Modelling phenological development, yield and quality of lucerne (Medicago sativa L.) using APSIM next generation : A thesis submitted in partial fulfillment of the requirement for the Degree of Doctor of Philosophy at Lincoln University
Authors
Date
2020
Type
Thesis
Keywords
N dynamics, alfalfa, biomass and nitrogen partitioning, leaf and stem crude protein (CP), metabolisable energy, crude protein, leaf and stem metabolisable energy (ME), leaf area index, plant height, radiation use efficiency, root seasonal pattern, N remobilization, lucerne, lucerne defoliation, crop phenology, simulation model
Fields of Research
Abstract
This research integrated knowledge of lucerne crop physiology into the Agricultural Production Systems sIMulator (APSIM) next generation (APSIM NextGen) model framework to develop and verify a comprehensive lucerne simulation model (APSIM NextGen lucerne model). The model was developed to simulate the growth, development and quality of lucerne cultivars grown under different defoliation management and growth conditions.
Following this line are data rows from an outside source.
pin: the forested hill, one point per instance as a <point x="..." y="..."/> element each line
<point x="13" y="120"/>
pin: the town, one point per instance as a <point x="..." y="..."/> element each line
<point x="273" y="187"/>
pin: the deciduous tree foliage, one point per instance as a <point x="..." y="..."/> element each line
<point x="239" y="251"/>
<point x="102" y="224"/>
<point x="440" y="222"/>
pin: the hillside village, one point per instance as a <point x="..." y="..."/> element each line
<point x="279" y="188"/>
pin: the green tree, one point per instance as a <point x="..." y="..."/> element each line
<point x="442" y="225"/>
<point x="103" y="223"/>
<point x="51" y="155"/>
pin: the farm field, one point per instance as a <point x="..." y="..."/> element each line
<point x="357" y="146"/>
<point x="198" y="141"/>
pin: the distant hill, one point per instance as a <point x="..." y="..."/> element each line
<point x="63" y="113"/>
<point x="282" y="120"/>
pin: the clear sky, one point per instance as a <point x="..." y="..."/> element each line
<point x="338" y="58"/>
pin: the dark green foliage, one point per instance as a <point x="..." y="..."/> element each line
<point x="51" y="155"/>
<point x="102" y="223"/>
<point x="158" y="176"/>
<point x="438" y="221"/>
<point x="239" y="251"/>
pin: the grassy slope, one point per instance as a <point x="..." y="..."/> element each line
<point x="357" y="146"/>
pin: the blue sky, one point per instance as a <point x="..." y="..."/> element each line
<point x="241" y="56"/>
One of the major challenges for developing a lucerne crop simulation model is to capture the seasonality of perennial reserves and their effect on shoot regrowth in response to different defoliation regimes.
In this thesis, model development and testing was based on long-term field datasets with multiple defoliation regimes (28 day: S; 42 day: L; and 84 day: H) and three genotypes of fall dormancy (FD; FD2, FD5 and FD10) under irrigated conditions. The APSIM Plant Modelling Framework (PMF) was used to simulate generic organs (leaf, stem and root) and represent key crop physiological processes, including crop phenological development, canopy expansion, dry matter and N accumulation, remobilization and partitioning.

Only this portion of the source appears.